Let’s go line by line down the nutrition facts label:
Servings per Container and Serving Size
- Serving size is an estimate of how much of this food someone will usually eat. The numbers on the rest of the nutrition facts label are calculated for that amount of food.
- Servings per container is how many single servings is in the package of food. Both can help you decide how much to serve yourself if you want the same nutrients as what the nutrition facts label says.
- This is the amount of energy that a single serving provides. If you plan on eating more than one serving, the calories printed on the box will not be the same.
- Ask yourself: Is this a snack or a complete meal? How much fuel for my body do I need right now? Snacks are typically 100-200 calories, and meals are 350-450 calories, but listen to your body’s hunger and fullness cues to decide how much to eat.
Daily Value (%)
- The Daily Value is based on a 2,000-calorie diet, which may not apply to everyone. These percentages are only a guide.
- Less than 5% Daily Value is a “low” source, while more than 20% Daily Value is a “high” source.
- Have a nutrient you want to eat less of? Aim for foods with less than 5% Daily Value beside that nutrient. Have a nutrient you want more of? Look for foods with more than 20% Daily Value beside that nutrient.
- The number next to Total Fat is the sum of the other fat sources below it.
- Not all fat needs to be reduced or eliminated. Unsaturated fats (found in plant foods and liquid oils) are heart healthy but limiting saturated fat (found mostly in animal products and solid fats) is beneficial.
- Trans fat should be 0 g (grams) because it is no longer added to our foods. Keep saturated fats limited. Less than 5 g per serving or 20 g per day is a good guide.
- Don’t worry if most of the total fat is coming from unsaturated fats.
- This refers to “dietary cholesterol,” or cholesterol that is not made by the body. A diet high in cholesterol is usually also high in saturated fat, which we want to limit.
- Choose foods that have a low amount of cholesterol. Compare and choose foods so that you won’t exceed the 100% Daily Value of cholesterol each day. Check out this handout with action steps for reducing dietary cholesterol intake.
- Aim for less than 2,300 mg (milligrams) of sodium per day. That is only 1 teaspoon of table salt! To help spread out sodium intake throughout the day, try keeping main course foods less than 500 mg of sodium.
- For more information on what sodium is and what foods might be hiding sodium, read this blog about Where Salt Hides. For tips on reducing sodium, scroll through this blog on The Relationship Between Blood Pressure and Sodium.
- Like Total Fat, the number next to Total Carbohydrates includes all the sugar sources below it. It also adds up the carbohydrate sources that are naturally found in that food.
- Fiber is found under Total Carbohydrates since many foods with fiber are also carbohydrates. Most Americans don’t get enough fiber!
- Aim for at least 2 g per serving, but the more the merrier. If you eat a low fiber diet now, add fiber sources slowly to avoid an upset stomach after eating.
- Added Sugars are now listed on food labels!
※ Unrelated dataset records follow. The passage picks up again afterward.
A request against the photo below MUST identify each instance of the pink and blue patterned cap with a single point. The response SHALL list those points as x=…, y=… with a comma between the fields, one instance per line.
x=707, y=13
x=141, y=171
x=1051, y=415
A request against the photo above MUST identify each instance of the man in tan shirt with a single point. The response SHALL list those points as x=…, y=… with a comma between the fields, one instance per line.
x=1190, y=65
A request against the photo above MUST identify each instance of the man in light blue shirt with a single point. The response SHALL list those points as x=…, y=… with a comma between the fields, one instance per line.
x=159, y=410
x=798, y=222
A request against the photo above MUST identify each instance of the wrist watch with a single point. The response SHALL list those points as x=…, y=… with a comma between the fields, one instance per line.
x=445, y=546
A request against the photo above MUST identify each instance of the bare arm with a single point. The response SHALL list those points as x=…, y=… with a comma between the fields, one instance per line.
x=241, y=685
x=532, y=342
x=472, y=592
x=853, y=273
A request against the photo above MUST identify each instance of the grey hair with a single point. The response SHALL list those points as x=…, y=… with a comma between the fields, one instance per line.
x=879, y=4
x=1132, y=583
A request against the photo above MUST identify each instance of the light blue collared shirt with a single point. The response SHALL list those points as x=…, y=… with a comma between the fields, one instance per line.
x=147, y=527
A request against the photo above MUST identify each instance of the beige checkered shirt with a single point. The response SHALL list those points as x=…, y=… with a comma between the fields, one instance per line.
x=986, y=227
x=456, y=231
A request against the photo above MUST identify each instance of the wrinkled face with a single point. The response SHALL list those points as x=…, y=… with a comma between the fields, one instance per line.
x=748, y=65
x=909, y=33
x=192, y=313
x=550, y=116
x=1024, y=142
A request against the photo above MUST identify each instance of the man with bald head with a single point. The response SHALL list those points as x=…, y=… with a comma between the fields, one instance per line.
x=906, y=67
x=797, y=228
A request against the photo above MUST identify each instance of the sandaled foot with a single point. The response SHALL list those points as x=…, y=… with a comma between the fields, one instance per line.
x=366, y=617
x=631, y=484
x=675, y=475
Aim for less than 10% of daily calories from added sugar when possible, or less than 12 g per serving.
- For more on this section of the food label, check out this What’s the Deal with Sugar? blog on how sugars are labeled.
- Protein needs are different for everyone. Focus on varying your protein sources (find protein ideas in our blog about food groups) to get a good combination of lean animal- and plant-based proteins to support strong muscles.
Vitamins and Minerals
- We get vitamins and minerals from the plant and animal products we eat. We need the right “mix” of these nutrients for best health.
- The nutrition facts label may have different nutrients listed, but there are four that are needed on the label: Vitamin D, calcium, iron, and potassium.
- Vitamin D, calcium, iron, and potassium are important nutrients that Americans don’t usually get enough of, so aim to eat a variety of foods that will help you reach 100% of the Daily Value for these nutrients.
What does this mean for you?
Use the nutrition facts labels to guide what you buy if there are many similar options. Think about your overall diet, not just one meal or food product, to make food choices that will align with your overall nutrition needs.